I'm curious to see if this goes anywhere...not only because of the Constitutional issues, but because I'm in favor of anything that pisses off the ATF.


----------



## jarrod (Apr 30, 2009)

i have a small list of states where i would eventually like to settle down in a small off the grid subsistence farm.  montana just jumped to the top.

jf


----------



## chinto (May 1, 2009)

very cool!!  wish the other 49 states would do the same!!


----------



## Bob Hubbard (May 1, 2009)

Texas and Alaska are on the same path.  NY...well......


----------



## Archangel M (May 1, 2009)

Hmmm..growth industry in "homegrown" gun companies...could be good for local economies.


----------



## searcher (May 1, 2009)

I am loving some other states and starting to not like mine.    We are alright, but to make such a bold statement really shows DC that they are not going to take any more of their crap.

Go States Go!!!!


----------



## Lisa (May 1, 2009)

Things like this will never be seen in Canada, at least not in my lifetime.


----------



## Empty Hands (May 1, 2009)

I hope this doesn't become the new Nullification crisis.  The last one didn't turn out too well.


----------



## Scott T (May 2, 2009)

Lisa said:


> Things like this will never be seen in Canada, at least not in my lifetime.

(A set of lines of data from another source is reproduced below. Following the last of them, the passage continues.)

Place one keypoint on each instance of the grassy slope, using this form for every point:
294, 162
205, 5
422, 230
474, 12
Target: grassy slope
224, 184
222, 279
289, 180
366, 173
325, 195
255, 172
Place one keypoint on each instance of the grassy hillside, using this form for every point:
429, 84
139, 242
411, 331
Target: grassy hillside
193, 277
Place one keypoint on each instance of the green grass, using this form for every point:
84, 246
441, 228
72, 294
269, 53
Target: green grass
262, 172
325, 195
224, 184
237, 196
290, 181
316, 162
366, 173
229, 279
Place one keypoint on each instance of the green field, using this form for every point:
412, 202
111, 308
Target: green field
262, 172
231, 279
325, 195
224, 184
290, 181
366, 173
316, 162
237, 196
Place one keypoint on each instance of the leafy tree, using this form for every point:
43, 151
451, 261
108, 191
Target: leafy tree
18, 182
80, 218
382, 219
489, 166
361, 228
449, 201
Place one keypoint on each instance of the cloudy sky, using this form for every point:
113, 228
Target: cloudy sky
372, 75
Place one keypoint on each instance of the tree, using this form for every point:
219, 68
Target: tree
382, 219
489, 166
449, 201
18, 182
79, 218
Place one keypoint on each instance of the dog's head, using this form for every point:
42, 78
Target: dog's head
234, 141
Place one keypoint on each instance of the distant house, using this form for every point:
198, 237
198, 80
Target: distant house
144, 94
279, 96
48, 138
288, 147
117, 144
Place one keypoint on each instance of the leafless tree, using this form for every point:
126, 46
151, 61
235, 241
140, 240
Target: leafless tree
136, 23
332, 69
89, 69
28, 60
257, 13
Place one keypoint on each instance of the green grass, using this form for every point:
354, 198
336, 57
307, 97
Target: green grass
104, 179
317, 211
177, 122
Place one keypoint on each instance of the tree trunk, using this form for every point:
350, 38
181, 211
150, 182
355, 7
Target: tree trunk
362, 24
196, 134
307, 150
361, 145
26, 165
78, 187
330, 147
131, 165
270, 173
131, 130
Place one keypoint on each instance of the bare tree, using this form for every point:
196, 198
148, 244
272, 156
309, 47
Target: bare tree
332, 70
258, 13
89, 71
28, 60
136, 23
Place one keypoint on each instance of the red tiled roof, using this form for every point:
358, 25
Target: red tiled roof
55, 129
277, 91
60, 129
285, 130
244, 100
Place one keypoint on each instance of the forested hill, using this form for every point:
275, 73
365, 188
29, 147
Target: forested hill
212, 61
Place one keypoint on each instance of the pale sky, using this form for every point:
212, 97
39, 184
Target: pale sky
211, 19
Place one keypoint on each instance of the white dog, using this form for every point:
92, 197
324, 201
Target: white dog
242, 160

Unfortunately, you're right. Ottawa has too much power in these areas and that city is run by Central Canada, which in turn is run by the urbanites. The rest of us are -- to put it succinctly -- screwed.


----------



## chinto (May 2, 2009)

time will tell , but I wonder if some of the polititions have clue one how many feel as old Charlton Heston did... Remember his standing there at the podium with the old Pennsylvania Rifle over his head?... i think a lot of people do.. go try and find most caliber of  cartridges, rifle or pistol, or shells for shotguns in your local stores..  I know they are sold out in 15 min here in my state.. and its a lousy democratic party run state at that!


----------